Selon les informations recueillies, c’est la brigade territoriale de Thiaroye qui est intervenue après avoir été alertée par la présence suspecte d’une pirogue semblant en difficulté en mer. L’embarcation, visiblement en situation de détresse, a été immobilisée avant qu’elle ne puisse poursuivre sa route. Les forces de sécurité ont aussitôt procédé à l’interpellation des passagers afin de leur porter assistance et de sécuriser la zone.
Le constat dressé par les autorités est particulièrement lourd. Parmi les migrants secourus, les agents ont découvert le corps d’une femme, qui aurait succombé durant la traversée. D’après les premières indications, la victime serait de nationalité ghanéenne. Les circonstances exactes de son décès n’ont pas encore été établies, mais l’hypothèse d’un épuisement extrême ou de complications liées aux conditions de voyage est envisagée.
La présence d’un enfant âgé d’à peine trois ans parmi les passagers a profondément choqué les forces de l’ordre et les riverains, nombreux à assister au débarquement des survivants sur la plage. La vision de ce groupe de migrants, marqués par la fatigue, la peur et le deuil, a provoqué une vive émotion au sein de la population locale. Si l’état de santé global des autres passagers n’a pas été officiellement communiqué, plusieurs d’entre eux semblaient éprouvés par les conditions éprouvantes de la traversée.

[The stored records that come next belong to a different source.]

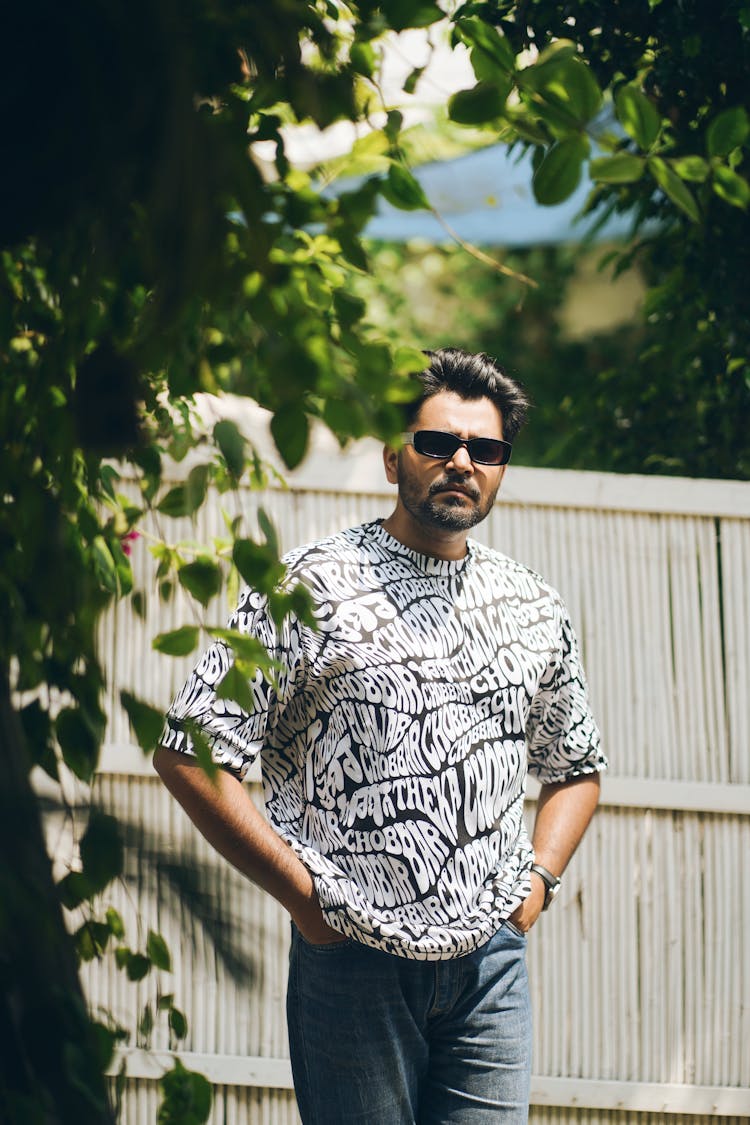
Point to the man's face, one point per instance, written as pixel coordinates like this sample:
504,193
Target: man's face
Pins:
454,494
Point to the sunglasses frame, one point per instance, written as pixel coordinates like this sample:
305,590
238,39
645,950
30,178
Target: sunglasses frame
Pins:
412,438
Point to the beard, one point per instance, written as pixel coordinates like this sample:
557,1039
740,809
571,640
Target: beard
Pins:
441,512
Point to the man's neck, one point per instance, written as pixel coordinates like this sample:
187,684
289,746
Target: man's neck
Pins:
439,542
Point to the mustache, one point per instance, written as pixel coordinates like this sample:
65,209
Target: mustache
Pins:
467,487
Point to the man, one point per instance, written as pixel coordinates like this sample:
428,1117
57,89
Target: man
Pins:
395,749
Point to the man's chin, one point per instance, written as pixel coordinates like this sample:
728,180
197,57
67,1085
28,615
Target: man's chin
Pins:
452,514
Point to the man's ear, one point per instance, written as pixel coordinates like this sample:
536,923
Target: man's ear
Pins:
390,460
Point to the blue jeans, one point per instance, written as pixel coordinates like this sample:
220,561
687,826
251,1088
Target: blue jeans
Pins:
379,1040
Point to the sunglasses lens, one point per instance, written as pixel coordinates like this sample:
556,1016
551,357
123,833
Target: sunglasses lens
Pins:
442,446
487,451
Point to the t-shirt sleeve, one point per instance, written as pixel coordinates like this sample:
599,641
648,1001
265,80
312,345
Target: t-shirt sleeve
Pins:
235,735
562,737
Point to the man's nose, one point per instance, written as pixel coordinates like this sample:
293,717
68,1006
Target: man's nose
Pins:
461,461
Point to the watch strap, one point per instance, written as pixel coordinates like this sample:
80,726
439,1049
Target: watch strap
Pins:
552,882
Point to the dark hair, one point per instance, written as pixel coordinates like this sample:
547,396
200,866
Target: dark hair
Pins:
472,376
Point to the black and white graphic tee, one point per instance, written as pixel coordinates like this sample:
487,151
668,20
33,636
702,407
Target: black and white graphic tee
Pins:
395,745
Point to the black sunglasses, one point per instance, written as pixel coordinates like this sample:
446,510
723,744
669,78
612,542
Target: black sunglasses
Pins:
443,446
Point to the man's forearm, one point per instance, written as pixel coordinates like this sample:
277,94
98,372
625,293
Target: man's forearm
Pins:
222,810
562,816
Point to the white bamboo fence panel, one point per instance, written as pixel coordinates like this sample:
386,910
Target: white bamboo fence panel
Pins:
641,972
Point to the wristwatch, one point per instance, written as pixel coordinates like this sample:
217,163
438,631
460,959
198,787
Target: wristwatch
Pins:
550,881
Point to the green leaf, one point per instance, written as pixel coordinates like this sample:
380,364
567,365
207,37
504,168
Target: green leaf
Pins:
567,95
731,187
187,1097
694,169
104,564
78,741
674,188
726,132
201,578
290,431
490,52
638,116
232,444
256,563
482,102
401,189
362,57
101,851
560,171
413,78
146,721
234,686
178,642
157,951
621,168
269,530
186,498
146,1022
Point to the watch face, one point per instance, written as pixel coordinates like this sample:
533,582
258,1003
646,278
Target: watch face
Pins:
551,894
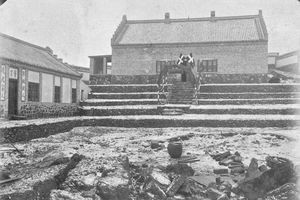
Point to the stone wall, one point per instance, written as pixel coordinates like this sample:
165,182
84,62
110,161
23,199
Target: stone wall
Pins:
2,113
41,110
235,78
233,58
123,79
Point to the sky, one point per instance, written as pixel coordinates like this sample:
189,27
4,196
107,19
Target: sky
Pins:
76,29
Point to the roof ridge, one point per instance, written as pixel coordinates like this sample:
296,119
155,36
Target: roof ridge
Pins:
23,42
192,19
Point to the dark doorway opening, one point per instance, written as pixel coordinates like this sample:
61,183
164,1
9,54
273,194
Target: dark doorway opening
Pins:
183,77
13,97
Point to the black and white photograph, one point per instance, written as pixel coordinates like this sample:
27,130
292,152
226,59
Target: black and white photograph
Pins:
149,100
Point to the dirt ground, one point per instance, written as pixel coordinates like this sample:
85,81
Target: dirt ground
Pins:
103,146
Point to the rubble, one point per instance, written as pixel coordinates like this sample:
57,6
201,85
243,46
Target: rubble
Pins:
210,166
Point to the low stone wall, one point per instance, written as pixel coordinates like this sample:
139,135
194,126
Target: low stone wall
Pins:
28,132
2,114
235,78
123,79
33,110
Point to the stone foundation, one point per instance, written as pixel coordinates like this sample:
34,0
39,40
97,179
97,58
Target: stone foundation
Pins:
42,110
152,79
235,78
123,79
2,113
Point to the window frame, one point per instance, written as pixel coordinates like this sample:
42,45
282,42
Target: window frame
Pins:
34,95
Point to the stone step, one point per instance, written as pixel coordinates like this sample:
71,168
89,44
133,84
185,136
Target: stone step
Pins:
248,95
124,88
141,95
240,88
248,101
112,102
264,109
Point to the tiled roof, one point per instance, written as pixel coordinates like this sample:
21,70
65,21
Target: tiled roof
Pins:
20,51
193,30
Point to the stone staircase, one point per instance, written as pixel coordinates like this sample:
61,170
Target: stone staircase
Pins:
123,99
181,93
250,99
245,101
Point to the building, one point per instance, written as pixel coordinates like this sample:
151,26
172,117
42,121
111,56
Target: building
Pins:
100,65
220,45
34,82
272,60
85,72
289,62
84,82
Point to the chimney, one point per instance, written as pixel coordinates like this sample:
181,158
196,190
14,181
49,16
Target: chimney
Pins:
124,18
49,50
212,13
167,17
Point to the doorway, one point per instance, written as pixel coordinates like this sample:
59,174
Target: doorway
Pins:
183,76
13,97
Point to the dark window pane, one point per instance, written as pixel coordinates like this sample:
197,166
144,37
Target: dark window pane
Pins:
57,94
33,91
74,95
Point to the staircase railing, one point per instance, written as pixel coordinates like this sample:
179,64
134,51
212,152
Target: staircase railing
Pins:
162,96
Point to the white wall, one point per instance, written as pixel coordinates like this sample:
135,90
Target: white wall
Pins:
47,87
66,90
287,61
57,81
33,77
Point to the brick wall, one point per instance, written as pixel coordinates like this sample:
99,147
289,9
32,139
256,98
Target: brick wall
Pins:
40,110
233,58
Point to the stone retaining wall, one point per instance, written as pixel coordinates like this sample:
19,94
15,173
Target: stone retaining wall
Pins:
41,110
28,132
123,79
235,78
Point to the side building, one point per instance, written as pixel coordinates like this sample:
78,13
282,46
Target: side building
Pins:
34,83
84,82
234,45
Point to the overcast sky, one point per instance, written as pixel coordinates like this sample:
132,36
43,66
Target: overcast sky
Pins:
76,29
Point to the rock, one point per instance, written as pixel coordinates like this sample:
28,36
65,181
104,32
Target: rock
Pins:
237,170
4,175
281,172
191,187
153,188
287,191
53,158
215,194
89,180
62,195
161,178
175,149
175,185
154,144
263,168
180,169
204,179
221,156
221,171
253,170
113,188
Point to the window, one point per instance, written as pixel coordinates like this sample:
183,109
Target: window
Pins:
74,95
208,66
57,94
160,64
33,91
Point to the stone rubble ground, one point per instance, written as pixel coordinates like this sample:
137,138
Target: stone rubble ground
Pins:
133,163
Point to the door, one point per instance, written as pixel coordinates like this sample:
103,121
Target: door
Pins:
13,97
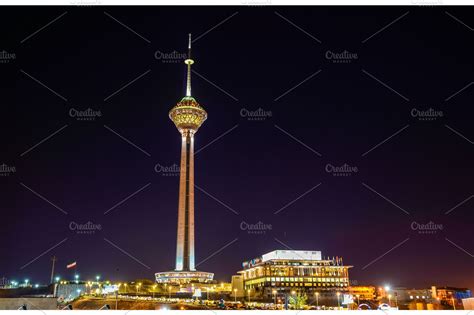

Pour l’heure, de nombreuses zones d’ombre subsistent autour de cette tentative d’émigration. Les autorités cherchent à déterminer s’il s’agissait d’un départ avorté depuis les côtes sénégalaises ou d’une embarcation en dérive après avoir passé plusieurs jours en mer. Une enquête a été ouverte par la gendarmerie afin d’identifier les organisateurs de ce voyage clandestin, retracer l’itinéraire de la pirogue et établir avec précision les causes du décès de la ressortissante ghanéenne, rapporte iRadio.